Zunächst einmal ist die Grundidee Dachflächen zu vermieten um Solaranlagen zu installieren an sich nicht verkehrt. Selbstverständlich gibt es jedoch Risiken. Der Vertrieb von Photovoltaikanlagen unterliegt strengen Normen. Mieter erfordern in der Regel die Begehbarkeit des Daches um ihre Module zu installieren. Diese Anforderungen sollten im Vertrag klar geregelt sein. Oft wird die Notwendigkeit einer notarischen Beglaubigung übersehen. Ein Grundbuch mit offenen Schulden kann zu Verzögerungen führen. Für viele ist das ärgerlich.
Ein weiterer Punkt wird häufig übersehen. Brände auf Dächern mit installierten Solaranlagen können gefährlich sein. In einigen Fällen darf die Feuerwehr nicht löschen, da die Module ebenfalls unter Strom stehen – das birgt hohe Risiken für alle Beteiligten. Die Absicherung durch Versicherungen ist deshalb notwendig. Als Eigentümer solltest du darauf bestehen, dass die Betreiber der Solaranlage eine umfassende Versicherung beenden. Ein jährlicher Nachweis darüber ist empfehlenswert.
Zusätzlich besteht die Schwierigkeit, das Eigentum an der Solaranlage bei einem Hausverkauf zu übertragen. Der Käufer muss überzeugt werden. Oft haben Interessierte kein Interesse an zusätzlichen finanziellen Verpflichtungen. Das führt zu Enttäuschungen. Daher entscheiden sich einige Firmen dafür nur auf öffentlichen Gebäuden Solaranlagen zu installieren. Dort ist die Wahrscheinlichkeit eines Eigentümerwechsels geringer.
Dennoch kann die Vermietung von Dachflächen lukrativ sein. Die Einnahmen hängen von der Größe der Fläche ab.
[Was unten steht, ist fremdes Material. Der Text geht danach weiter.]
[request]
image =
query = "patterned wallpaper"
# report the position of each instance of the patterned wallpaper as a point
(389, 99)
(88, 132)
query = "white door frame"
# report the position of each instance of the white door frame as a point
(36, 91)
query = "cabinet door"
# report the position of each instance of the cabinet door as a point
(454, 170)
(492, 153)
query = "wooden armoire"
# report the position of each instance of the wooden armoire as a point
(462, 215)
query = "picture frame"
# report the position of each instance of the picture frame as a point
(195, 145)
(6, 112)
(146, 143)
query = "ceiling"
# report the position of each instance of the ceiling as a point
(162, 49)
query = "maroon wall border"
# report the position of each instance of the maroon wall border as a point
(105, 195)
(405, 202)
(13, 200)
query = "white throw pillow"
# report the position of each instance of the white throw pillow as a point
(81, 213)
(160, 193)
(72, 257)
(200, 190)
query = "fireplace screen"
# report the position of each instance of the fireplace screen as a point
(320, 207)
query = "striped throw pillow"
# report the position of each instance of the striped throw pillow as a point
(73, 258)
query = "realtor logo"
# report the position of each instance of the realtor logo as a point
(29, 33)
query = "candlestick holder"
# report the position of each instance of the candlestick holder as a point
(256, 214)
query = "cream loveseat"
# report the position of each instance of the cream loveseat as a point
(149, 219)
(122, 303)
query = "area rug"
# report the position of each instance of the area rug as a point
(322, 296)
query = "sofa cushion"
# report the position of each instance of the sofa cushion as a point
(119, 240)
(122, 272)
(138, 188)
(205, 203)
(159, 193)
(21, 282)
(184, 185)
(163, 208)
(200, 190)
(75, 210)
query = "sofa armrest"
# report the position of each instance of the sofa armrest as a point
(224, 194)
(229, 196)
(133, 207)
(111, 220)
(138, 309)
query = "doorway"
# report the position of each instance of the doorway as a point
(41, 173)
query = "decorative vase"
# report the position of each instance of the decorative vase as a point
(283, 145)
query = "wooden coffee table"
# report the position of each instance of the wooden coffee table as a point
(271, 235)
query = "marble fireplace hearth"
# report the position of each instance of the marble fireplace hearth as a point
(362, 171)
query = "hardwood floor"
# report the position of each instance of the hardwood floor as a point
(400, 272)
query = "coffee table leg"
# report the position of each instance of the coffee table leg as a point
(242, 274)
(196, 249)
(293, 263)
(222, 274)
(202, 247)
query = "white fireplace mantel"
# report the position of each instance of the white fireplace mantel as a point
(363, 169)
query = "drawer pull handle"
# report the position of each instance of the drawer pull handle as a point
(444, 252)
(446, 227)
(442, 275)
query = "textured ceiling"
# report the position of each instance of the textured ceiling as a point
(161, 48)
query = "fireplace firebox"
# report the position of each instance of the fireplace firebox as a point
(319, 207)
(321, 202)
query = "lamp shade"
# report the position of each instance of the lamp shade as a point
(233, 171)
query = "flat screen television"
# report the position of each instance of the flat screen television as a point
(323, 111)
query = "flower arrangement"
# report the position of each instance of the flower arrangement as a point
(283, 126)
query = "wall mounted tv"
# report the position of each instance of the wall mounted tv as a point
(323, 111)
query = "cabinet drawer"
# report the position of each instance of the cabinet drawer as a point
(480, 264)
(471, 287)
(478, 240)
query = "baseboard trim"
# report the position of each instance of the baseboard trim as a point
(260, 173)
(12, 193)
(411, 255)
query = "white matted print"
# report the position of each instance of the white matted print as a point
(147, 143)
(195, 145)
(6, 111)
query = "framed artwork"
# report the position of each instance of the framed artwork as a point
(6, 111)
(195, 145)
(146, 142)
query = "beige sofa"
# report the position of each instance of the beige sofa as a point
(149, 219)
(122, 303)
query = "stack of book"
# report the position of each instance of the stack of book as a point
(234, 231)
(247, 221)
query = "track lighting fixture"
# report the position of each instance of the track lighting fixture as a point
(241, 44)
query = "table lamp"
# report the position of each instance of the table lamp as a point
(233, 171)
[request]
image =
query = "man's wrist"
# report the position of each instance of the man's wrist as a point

Hast du genügend Eigenkapital – könnte der Kauf einer eigenen Photovoltaikanlage der bessere Weg sein. Viele Anbieter bieten jetzt Beratungen und Wirtschaftlichkeitsberechnungen an. Der Markt ist vielfältig. Allerdings ist Vorsicht geboten. Die Einspeisevergütung könnte in naher Zukunft sinken. Das geschieht schon bald, beispielsweise zum 01․07.2010, ebenso wie einige Marktanalysen vorhersagen. Wer einen Bau bis zu diesem Stichtag plant muss alles gut durchdenken.
Für Umweltbewusste bietet die Dachflächenvermietung eine interessante Möglichkeit um einen Beitrag zu leisten und gleichzeitig Geld zu verdienen. Doch die Entscheidung sollte nie hastig getroffen werden. Ein Fachmann und vielleicht auch ein Anwalt können wertvolle Hilfestellung geben. Sie helfen dir – die langfristigen Verträge zu verstehen und die besten Bedingungen auszuhandeln.
Der Anbieter rds aus Berlin wird in vielen Kreisen empfohlen. Es lohnt sich – mehrere Anbieter zu vergleichen. Dies zeigt; ob die Mietpreise angemessen sind und dir das nötige Einkommen liefern. In jedem Fall gilt: Informiere dich gut. Sonderangebote und verschiedene Konditionen können einen erheblichen Unterschied machen.
Abschließend bleibt festzuhalten, dass die Dachflächenvermietung sowie Chancen als auch Herausforderungen bietet. Sei gut informiert, baue auf einen Expertenrat und achte auf alle Details – dann steht dem potenziellen Gewinn nichts im Wege!